Background: Post-thrombotic syndrome varies from mild oedema to incapacitating swelling with pain and ulceration. We investigated the rate of post-thrombotic syndrome after a first episode of deep-vein thrombosis and assessed the preventive effect of direct application of a sized-to-fit graded compression stocking.
Methods: Patients with a first episode of venogram-proven proximal deep-vein thrombosis were randomly assigned no stockings (the control group) or made-to-measure graded compression elastic stockings for at least 2 years. Post-thrombotic syndrome was assessed with a standard scoring system that combined clinical characteristics and objective leg measurements.
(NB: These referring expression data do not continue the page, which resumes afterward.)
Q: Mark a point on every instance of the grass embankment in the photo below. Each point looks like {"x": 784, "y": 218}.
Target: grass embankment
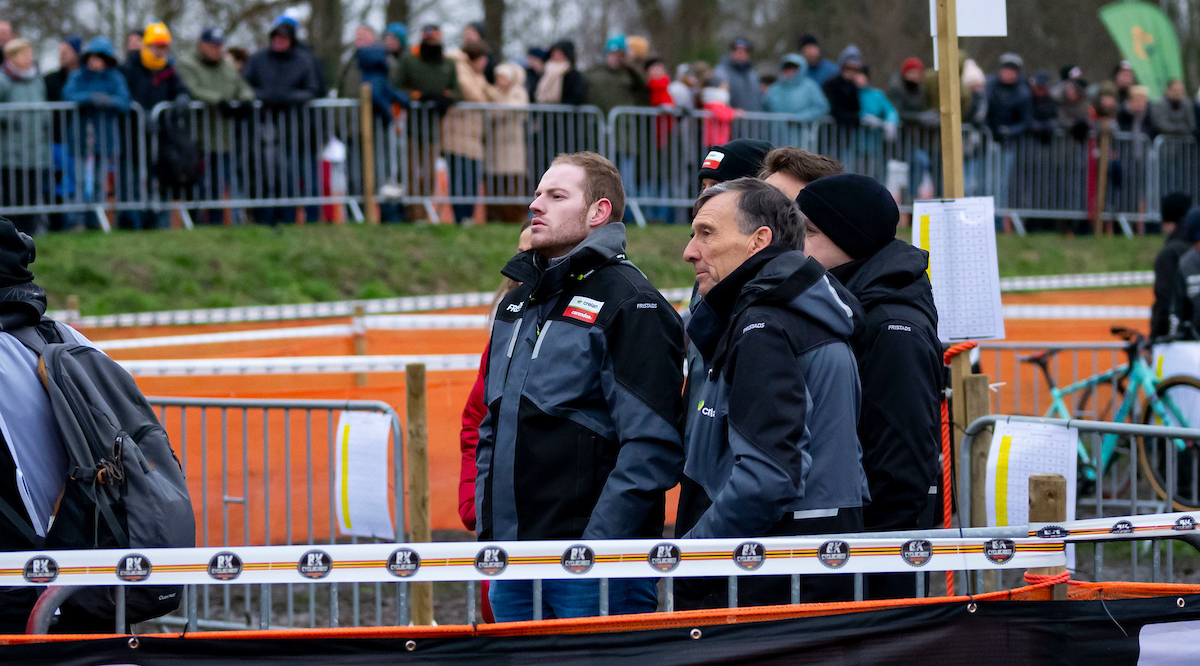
{"x": 136, "y": 271}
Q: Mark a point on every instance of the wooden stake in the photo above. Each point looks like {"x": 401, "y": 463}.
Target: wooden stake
{"x": 366, "y": 123}
{"x": 1048, "y": 504}
{"x": 419, "y": 484}
{"x": 948, "y": 85}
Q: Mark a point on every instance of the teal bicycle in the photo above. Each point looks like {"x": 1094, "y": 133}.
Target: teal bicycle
{"x": 1139, "y": 396}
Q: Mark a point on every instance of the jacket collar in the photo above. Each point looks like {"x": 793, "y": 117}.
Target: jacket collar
{"x": 604, "y": 246}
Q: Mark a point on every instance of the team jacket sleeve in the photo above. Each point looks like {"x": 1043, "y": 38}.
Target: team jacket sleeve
{"x": 768, "y": 409}
{"x": 642, "y": 382}
{"x": 899, "y": 426}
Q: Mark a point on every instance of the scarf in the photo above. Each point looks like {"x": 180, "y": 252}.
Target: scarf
{"x": 550, "y": 85}
{"x": 150, "y": 63}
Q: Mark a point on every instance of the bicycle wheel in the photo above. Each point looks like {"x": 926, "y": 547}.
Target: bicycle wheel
{"x": 1155, "y": 453}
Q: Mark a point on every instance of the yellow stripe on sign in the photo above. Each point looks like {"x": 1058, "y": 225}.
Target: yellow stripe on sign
{"x": 923, "y": 241}
{"x": 1002, "y": 481}
{"x": 346, "y": 475}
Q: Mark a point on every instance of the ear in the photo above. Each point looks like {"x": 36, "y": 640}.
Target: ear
{"x": 760, "y": 239}
{"x": 600, "y": 214}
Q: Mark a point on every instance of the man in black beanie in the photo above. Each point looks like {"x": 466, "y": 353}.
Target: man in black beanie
{"x": 1167, "y": 265}
{"x": 737, "y": 159}
{"x": 851, "y": 232}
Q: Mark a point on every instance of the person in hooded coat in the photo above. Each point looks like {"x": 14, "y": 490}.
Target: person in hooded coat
{"x": 737, "y": 70}
{"x": 852, "y": 234}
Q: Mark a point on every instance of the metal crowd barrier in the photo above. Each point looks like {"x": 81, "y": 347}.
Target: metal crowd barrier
{"x": 1116, "y": 493}
{"x": 73, "y": 161}
{"x": 238, "y": 453}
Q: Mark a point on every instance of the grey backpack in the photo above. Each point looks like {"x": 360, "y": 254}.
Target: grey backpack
{"x": 125, "y": 487}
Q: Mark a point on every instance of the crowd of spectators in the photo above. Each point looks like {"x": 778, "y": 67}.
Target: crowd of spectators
{"x": 286, "y": 73}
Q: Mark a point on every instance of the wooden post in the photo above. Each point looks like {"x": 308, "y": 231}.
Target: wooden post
{"x": 366, "y": 121}
{"x": 1102, "y": 179}
{"x": 360, "y": 341}
{"x": 419, "y": 484}
{"x": 1048, "y": 504}
{"x": 948, "y": 85}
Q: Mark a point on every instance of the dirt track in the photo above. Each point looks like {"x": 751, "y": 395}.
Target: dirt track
{"x": 447, "y": 395}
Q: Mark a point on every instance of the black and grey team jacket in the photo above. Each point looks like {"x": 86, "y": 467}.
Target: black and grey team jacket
{"x": 583, "y": 393}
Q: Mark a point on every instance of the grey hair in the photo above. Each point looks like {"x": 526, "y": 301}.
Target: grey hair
{"x": 761, "y": 205}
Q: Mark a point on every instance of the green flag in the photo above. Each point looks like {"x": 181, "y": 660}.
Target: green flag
{"x": 1147, "y": 41}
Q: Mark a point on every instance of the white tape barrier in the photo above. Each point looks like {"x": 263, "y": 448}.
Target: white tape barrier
{"x": 1128, "y": 527}
{"x": 1079, "y": 281}
{"x": 521, "y": 561}
{"x": 1075, "y": 312}
{"x": 372, "y": 322}
{"x": 297, "y": 365}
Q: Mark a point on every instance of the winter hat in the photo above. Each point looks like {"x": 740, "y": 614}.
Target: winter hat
{"x": 972, "y": 75}
{"x": 793, "y": 60}
{"x": 400, "y": 31}
{"x": 1175, "y": 205}
{"x": 75, "y": 42}
{"x": 1191, "y": 225}
{"x": 16, "y": 253}
{"x": 850, "y": 57}
{"x": 857, "y": 213}
{"x": 737, "y": 159}
{"x": 1012, "y": 60}
{"x": 156, "y": 34}
{"x": 912, "y": 64}
{"x": 101, "y": 47}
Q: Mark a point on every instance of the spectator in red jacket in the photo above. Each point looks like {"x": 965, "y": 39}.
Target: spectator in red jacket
{"x": 474, "y": 412}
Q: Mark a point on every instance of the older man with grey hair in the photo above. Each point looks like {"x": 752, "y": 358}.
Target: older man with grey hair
{"x": 774, "y": 443}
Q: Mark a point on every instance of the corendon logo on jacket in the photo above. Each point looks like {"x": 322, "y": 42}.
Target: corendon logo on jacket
{"x": 583, "y": 309}
{"x": 713, "y": 160}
Patients were assessed every 3 months during the first 2 years, and every 6 months thereafter for at least 5 years. The cumulative incidence of mild-to-moderate post-thrombotic syndrome was the primary outcome measure.
Findings: Of the 315 consecutive outpatients considered for inclusion, 44 were excluded and 77 did not consent to take part. 194 patients were randomly assigned compression stockings (n = 96) or no stockings (n = 98). The median follow-up was 76 months (range 60-96) in both groups. Mild-to-moderate post-thrombotic syndrome (score > or = 3 plus one clinical sign) occurred in 19 (20%) patients in the stocking group and in 46 (47%) control-group patients (p < 0.001). 11 (11%) patients in the stocking group developed severe post-thrombotic syndrome (score > or = 4), compared with 23 (23%) patients in the control group (p < 0.001). In both groups, most cases of post-thrombotic syndrome occurred within 24 months of the acute thrombotic event.
Interpretation: About 60% of patients with a first episode of proximal deep-vein thrombosis develop post-thrombotic syndrome within 2 years. A sized-to-fit compression stocking reduced this rate by about 50%.